The data in the map right now shows a ratio of "1" whenever the racial disparity fails a statistical significance test. That was an awkward compromise to address the problem of outliers in sparsely-populated districts, and I'd feel more comfortable changing it somehow.

Also, the definition of the term "Inequity Level" on the map doesn't explain that aspect of the calculation. To switch to a version of the data that shows the real ratio in those cases, use "ratioDistrictNones.csv" instead of "ratioDistrictSignificant.csv".

The data for "Economically disadvantaged" students is garbage, which is why it was left off of the map.

I'm also not sure about the term "Inequity level". We can't really prove what's equitable or not. I'd prefer something like "Disparity in punishment, compared to districtwide average" or even just "Disparity index".

Change Popup Values

Change the popup from having pure numbers of students to the makeup of the percentage of the student body population

add drop-down to select data from other years

Currently the map can only show data from the current year.
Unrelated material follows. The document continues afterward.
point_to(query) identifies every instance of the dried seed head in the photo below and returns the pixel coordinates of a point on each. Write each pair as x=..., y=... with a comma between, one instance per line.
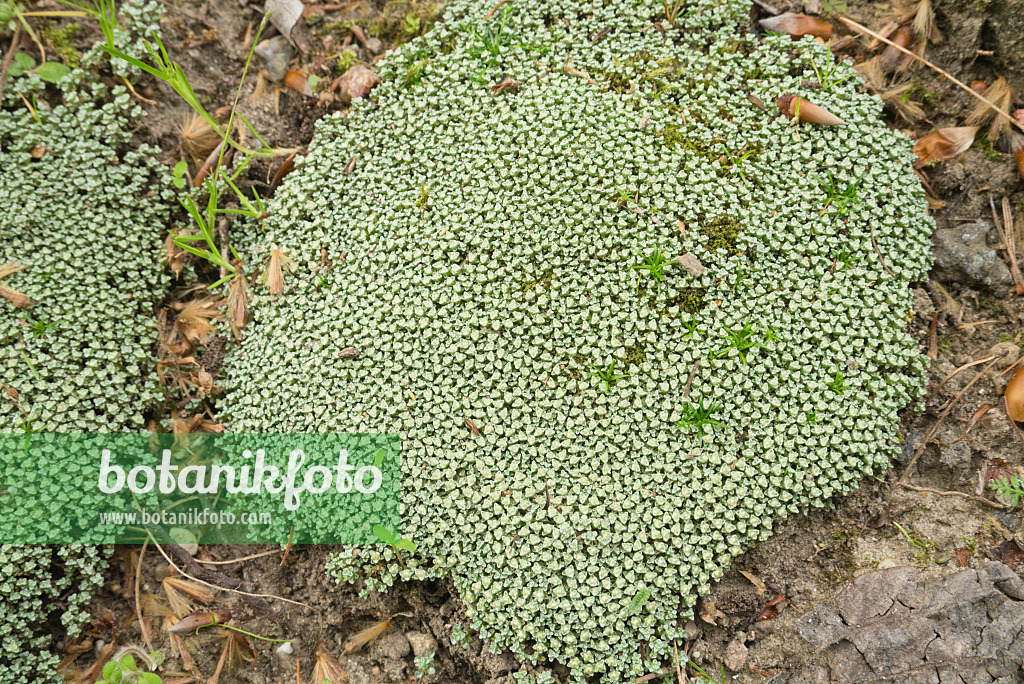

It'll only be practical to fix this if we can store the data in some other format than what we currently have, which is four TopoJSON files kept together in the same directory. It wouldn't make sense to store and load all the different TopoJSON files we'd create if we produced four of them for every year.

more informative popup text

I think we should include the raw numbers in the popup text, not just the percentages. Otherwise readers won't know whether a statistic is about a population of 5 students or 5000. I think this feature should be easy to add after we finish revising the process for loading new data in response to the user's selection.

Currently our format is like this:
In Olney ISD, Latino students received 55.42% of in-school suspensions and represent 36.52% of the student population

I think it should be like this:
In Olney ISD, the NUMBER Latino students received NUMBER (55.42%) of the in-school suspensions and represented 36.52% of the population.

Also, we need to change the popup text to handle erroneous data. We currently have this:
In Baird ISD, White students received 1450% of in-school suspensions and represent 76.74% of the student population

I would change it to this:
The TEA's reports seem to have an error. They indicate that in Baird ISD, the NUMBER White students received 1450% (NUMBER) of the in-school suspensions and represented 76.74% of the population.

The alternative would be not to provide the numbers and just say the data is not available. Actually "not available" might be a fairer choice than blaming the TEA unless I do more to make sure I'm not the one who introduced the errors.

Legend and Scaling

I also think the scale on the legend isn't very readable. Maybe we should label the left side with "less than average" and the right with "more than average" to help the readers understand what we're saying. Also, it might be better to change the left part of the scale to a negative percentage, the part that represents "no disparity" to zero (instead of one), and the right part to a positive percentage (but the positive percentage can go higher than 100%).